Usually, Arthur wouldn’t like this much prolonged contact, but he was drunk enough not to care. He was also drunk enough not to care Ford was this close to his unprotected neck.
If he was being honest with himself, he actually quite enjoyed it. Ford gave off more body heat than a human would, which felt nice considering Arthur was still in his ratty old dressing gown.
“Ford? Hey, Ford!” said Arthur, lightly shaking the man. “It’s getting pretty late. I’m not taking care of you when you have a raging hangover tomorrow, so we should get back to the ship.”
Ford groaned, but nodded. “Zaphod’ll leave us behind if we don’t…” He struggled to stand, giving up after a few moments and collapsing back onto Arthur. “Arthuuur, carry me..?” he whined.

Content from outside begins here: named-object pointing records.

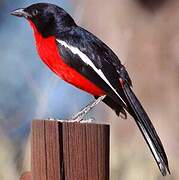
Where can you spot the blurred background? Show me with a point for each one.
(145, 36)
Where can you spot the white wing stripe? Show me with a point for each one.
(86, 60)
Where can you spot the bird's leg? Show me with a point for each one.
(80, 115)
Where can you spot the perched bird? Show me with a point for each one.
(83, 60)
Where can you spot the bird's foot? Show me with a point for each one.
(76, 120)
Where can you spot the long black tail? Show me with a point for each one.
(148, 131)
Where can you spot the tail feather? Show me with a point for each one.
(148, 131)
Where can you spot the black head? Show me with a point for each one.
(48, 19)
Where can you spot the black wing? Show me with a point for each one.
(107, 62)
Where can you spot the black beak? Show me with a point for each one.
(20, 13)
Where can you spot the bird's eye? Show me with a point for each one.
(35, 12)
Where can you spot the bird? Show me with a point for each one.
(83, 60)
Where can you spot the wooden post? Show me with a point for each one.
(69, 151)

“You are a grown man, Prefect. You can walk.”
“No, I’ll fall and crack my head open and die and then you’ll never be able to thank me for getting you free drinks.”
Arthur started to protest, but he knew from experience that Ford was not someone he could argue with. Not if he wanted to win, at least. He let out a resigned sigh, grabbing Ford before struggling to stand. Arthur Dent was not a muscular man.
As he was picked up, Ford let out a small giggle, looping his arms around Arthur’s neck.
Arthur thought he could get used to this.